I made a mistake in the configuration of my test script, in fact I cannot reproduce the problem at the moment. Yes, on the original environment there is physical replication, that's why for the lab I configured 2 nodes with physical replication.
On Thu, Nov 11, 2021 at 11:15 PM Fabrice Chapuis <fabrice636861@gmail.com> wrote: > > Hello, > Our lab is ready now. Amit, I compile Postgres 10.18 with your patch.Tang, I used your script to configure logical replication between 2 databases and to generate 10 million entries in an unreplicated foo table.

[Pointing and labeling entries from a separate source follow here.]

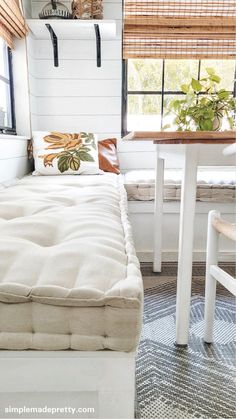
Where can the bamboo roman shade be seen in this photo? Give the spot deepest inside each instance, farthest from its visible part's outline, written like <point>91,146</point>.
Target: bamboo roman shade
<point>194,29</point>
<point>12,22</point>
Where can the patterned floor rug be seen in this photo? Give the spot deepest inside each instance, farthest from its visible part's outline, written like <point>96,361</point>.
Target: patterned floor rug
<point>196,382</point>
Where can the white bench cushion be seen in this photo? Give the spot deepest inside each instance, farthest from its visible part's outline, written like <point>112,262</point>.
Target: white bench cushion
<point>214,185</point>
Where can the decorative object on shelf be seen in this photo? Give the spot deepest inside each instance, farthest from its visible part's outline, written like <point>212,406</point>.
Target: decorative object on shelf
<point>55,10</point>
<point>87,9</point>
<point>204,107</point>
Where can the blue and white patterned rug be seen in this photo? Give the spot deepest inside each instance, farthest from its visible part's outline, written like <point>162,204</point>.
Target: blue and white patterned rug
<point>196,382</point>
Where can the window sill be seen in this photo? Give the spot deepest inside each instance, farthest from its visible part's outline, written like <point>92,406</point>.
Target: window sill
<point>13,137</point>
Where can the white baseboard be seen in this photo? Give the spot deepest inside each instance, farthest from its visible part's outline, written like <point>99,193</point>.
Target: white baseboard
<point>172,256</point>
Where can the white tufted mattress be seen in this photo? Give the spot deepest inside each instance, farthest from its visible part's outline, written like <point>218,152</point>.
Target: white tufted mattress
<point>214,184</point>
<point>69,276</point>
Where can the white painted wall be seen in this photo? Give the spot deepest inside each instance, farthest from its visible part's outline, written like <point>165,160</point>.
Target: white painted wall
<point>13,158</point>
<point>13,149</point>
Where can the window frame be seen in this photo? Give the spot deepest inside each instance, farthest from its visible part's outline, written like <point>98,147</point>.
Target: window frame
<point>4,129</point>
<point>162,93</point>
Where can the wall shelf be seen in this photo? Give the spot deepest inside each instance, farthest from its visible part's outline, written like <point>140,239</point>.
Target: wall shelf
<point>184,137</point>
<point>70,29</point>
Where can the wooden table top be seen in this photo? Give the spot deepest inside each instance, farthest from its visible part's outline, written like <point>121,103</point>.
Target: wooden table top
<point>183,137</point>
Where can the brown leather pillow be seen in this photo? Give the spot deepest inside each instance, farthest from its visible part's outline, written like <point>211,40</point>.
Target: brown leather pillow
<point>107,155</point>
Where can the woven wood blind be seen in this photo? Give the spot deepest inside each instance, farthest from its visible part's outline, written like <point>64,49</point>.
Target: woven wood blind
<point>12,22</point>
<point>175,29</point>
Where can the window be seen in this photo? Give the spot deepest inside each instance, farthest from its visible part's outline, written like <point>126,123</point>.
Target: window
<point>150,84</point>
<point>7,117</point>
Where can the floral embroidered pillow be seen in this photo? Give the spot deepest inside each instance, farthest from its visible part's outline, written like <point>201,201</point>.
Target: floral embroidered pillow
<point>58,153</point>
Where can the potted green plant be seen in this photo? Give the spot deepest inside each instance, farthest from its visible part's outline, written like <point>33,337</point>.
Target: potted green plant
<point>204,107</point>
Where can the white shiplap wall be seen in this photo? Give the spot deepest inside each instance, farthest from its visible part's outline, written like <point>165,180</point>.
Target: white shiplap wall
<point>14,162</point>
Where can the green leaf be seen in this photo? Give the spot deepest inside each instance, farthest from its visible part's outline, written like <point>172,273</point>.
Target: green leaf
<point>74,163</point>
<point>223,94</point>
<point>196,85</point>
<point>210,71</point>
<point>231,121</point>
<point>185,88</point>
<point>206,125</point>
<point>85,156</point>
<point>166,127</point>
<point>63,164</point>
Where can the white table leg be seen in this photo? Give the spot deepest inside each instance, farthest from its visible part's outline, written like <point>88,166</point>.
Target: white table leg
<point>158,210</point>
<point>186,233</point>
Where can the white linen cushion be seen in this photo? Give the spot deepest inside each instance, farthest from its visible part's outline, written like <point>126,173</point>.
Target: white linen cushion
<point>213,185</point>
<point>69,275</point>
<point>58,153</point>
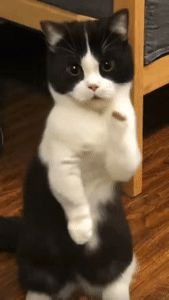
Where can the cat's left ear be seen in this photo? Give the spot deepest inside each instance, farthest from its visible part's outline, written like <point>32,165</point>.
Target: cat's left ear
<point>53,33</point>
<point>119,24</point>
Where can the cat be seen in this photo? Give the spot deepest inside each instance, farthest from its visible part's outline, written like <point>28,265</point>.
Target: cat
<point>73,231</point>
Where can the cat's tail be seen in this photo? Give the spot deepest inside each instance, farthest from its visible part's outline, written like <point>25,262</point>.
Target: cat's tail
<point>10,228</point>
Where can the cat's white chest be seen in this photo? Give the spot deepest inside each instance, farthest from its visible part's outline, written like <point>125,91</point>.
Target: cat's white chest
<point>96,180</point>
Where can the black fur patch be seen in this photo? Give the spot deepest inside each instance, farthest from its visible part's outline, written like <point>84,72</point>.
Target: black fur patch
<point>47,256</point>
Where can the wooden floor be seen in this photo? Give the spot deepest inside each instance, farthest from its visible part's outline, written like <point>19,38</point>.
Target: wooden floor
<point>25,106</point>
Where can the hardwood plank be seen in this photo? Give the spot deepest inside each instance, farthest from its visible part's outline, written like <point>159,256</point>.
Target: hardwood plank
<point>156,74</point>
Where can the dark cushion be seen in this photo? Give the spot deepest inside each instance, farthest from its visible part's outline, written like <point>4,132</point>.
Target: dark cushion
<point>156,29</point>
<point>92,8</point>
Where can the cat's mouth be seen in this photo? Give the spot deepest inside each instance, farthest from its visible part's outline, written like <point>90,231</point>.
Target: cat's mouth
<point>95,97</point>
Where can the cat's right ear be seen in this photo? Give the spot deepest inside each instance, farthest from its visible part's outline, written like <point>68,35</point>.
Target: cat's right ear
<point>53,33</point>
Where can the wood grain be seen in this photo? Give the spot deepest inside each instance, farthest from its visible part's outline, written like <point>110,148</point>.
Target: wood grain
<point>156,74</point>
<point>31,12</point>
<point>26,104</point>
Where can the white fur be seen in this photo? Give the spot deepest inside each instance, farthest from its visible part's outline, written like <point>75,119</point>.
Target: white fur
<point>87,150</point>
<point>37,296</point>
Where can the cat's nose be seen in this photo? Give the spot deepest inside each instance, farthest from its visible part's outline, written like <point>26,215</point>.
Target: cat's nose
<point>93,87</point>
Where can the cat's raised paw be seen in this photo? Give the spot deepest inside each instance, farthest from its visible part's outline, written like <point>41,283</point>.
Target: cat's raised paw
<point>81,230</point>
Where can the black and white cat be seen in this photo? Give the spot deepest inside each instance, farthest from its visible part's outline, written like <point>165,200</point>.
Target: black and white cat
<point>74,231</point>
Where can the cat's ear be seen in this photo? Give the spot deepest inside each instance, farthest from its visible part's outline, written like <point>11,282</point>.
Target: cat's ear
<point>119,23</point>
<point>53,33</point>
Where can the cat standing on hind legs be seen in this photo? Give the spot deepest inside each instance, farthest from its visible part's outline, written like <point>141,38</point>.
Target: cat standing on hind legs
<point>73,231</point>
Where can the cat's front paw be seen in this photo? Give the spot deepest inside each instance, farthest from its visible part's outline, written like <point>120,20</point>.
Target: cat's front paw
<point>81,230</point>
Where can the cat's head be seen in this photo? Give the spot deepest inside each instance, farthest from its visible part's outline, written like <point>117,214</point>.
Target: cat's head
<point>88,60</point>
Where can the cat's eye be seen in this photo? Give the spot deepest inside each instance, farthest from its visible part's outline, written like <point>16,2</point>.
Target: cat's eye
<point>74,70</point>
<point>107,66</point>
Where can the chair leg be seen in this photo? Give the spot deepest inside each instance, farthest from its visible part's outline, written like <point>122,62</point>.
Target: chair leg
<point>134,187</point>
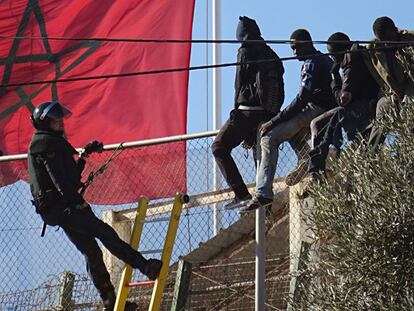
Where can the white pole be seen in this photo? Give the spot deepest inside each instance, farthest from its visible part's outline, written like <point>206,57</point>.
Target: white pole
<point>216,22</point>
<point>260,260</point>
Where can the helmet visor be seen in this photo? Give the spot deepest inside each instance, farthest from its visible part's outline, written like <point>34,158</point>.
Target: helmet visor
<point>55,111</point>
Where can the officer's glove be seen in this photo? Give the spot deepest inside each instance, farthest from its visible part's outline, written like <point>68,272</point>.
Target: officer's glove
<point>93,146</point>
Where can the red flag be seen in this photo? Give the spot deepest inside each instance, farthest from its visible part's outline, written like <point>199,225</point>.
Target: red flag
<point>111,110</point>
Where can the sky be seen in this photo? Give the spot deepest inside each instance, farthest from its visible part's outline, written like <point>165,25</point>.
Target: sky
<point>277,19</point>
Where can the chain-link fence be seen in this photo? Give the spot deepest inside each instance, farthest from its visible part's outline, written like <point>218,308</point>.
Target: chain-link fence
<point>48,273</point>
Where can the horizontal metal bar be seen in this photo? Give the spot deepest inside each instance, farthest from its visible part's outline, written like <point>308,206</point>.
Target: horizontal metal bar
<point>151,251</point>
<point>156,220</point>
<point>138,284</point>
<point>132,144</point>
<point>197,200</point>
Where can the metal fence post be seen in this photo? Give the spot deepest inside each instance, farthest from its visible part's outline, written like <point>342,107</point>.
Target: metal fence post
<point>260,259</point>
<point>182,285</point>
<point>67,281</point>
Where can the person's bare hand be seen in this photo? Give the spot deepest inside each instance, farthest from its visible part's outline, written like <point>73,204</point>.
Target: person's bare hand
<point>346,98</point>
<point>265,128</point>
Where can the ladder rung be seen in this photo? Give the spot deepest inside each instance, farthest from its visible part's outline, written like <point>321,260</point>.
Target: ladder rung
<point>151,251</point>
<point>156,220</point>
<point>138,284</point>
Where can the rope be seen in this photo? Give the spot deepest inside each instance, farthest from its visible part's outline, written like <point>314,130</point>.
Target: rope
<point>181,69</point>
<point>99,171</point>
<point>194,41</point>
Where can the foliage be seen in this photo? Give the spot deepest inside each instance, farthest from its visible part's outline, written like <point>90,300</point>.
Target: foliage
<point>363,220</point>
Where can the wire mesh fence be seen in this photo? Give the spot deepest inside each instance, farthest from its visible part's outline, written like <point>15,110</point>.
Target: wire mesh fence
<point>48,273</point>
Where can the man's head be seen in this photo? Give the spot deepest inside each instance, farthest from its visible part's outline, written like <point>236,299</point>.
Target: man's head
<point>49,116</point>
<point>247,29</point>
<point>301,48</point>
<point>385,29</point>
<point>338,43</point>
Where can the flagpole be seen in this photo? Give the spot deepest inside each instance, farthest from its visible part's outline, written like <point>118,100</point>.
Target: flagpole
<point>216,54</point>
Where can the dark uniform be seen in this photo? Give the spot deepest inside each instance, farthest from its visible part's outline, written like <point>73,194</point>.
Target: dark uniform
<point>55,180</point>
<point>254,103</point>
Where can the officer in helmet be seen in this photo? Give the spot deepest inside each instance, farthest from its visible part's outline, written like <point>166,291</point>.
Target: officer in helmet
<point>55,180</point>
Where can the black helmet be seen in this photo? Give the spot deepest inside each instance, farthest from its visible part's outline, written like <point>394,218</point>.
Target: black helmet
<point>47,111</point>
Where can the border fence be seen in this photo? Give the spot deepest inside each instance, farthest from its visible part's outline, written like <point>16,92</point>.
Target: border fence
<point>49,273</point>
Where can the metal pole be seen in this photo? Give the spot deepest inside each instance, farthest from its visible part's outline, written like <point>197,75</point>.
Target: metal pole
<point>260,260</point>
<point>216,53</point>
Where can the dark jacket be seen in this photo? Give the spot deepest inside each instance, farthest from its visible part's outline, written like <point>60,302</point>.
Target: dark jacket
<point>395,67</point>
<point>251,79</point>
<point>52,168</point>
<point>315,87</point>
<point>356,79</point>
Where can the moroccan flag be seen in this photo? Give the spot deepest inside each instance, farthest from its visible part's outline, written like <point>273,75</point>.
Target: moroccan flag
<point>112,110</point>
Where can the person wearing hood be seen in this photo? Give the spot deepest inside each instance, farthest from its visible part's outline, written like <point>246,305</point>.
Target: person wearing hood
<point>394,63</point>
<point>314,98</point>
<point>259,94</point>
<point>55,181</point>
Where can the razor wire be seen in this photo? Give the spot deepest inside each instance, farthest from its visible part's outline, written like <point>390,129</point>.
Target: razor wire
<point>36,272</point>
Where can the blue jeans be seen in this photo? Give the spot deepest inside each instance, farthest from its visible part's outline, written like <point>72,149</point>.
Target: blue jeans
<point>268,151</point>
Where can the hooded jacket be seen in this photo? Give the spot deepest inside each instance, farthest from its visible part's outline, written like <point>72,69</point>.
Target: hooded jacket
<point>396,68</point>
<point>315,87</point>
<point>251,78</point>
<point>357,78</point>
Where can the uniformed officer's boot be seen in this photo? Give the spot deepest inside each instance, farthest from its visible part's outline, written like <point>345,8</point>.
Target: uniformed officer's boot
<point>152,268</point>
<point>109,301</point>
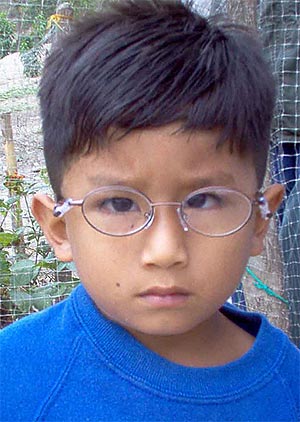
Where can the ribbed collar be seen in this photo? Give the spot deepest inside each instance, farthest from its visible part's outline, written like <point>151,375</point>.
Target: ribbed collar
<point>131,360</point>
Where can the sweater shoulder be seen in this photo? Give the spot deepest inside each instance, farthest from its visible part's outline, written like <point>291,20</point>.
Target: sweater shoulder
<point>34,352</point>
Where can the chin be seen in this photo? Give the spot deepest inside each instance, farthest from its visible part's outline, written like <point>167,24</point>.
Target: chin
<point>160,330</point>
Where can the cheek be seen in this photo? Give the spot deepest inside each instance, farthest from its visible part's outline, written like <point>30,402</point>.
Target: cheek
<point>220,263</point>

On a standalone instance no error message appears in log. > I activate the physical replication between 2 nodes, and I got following error: > > 2021-11-10 10:49:12.297 CET [12126] LOG: attempt to send keep alive message > 2021-11-10 10:49:12.297 CET [12126] STATEMENT: START_REPLICATION 0/3000000 TIMELINE 1 > 2021-11-10 10:49:15.127 CET [12064] FATAL: terminating logical replication worker due to administrator command > 2021-11-10 10:49:15.127 CET [12036] LOG: worker process: logical replication worker for subscription 16413 (PID 12064) exited with exit code 1 > 2021-11-10 10:49:15.155 CET [12126] LOG: attempt to send keep alive message > > This message look like strange because no admin command have been executed during data load. > I did not find any error related to the timeout. > The message coming from the modification made with the patch comes back all the time: attempt to send keep alive message. But there is no "sent keep alive message". > > Why logical replication worker exit when physical replication is configured? >
I am also not sure why that happened may be due to max_worker_processes reaching its limit. This can happen because it seems you configured both publisher and subscriber in the same cluster. Tang, did you also see the same problem?
BTW, why are you bringing physical standby configuration into the test? Does in your original setup where you observe the problem the physical standbys were there?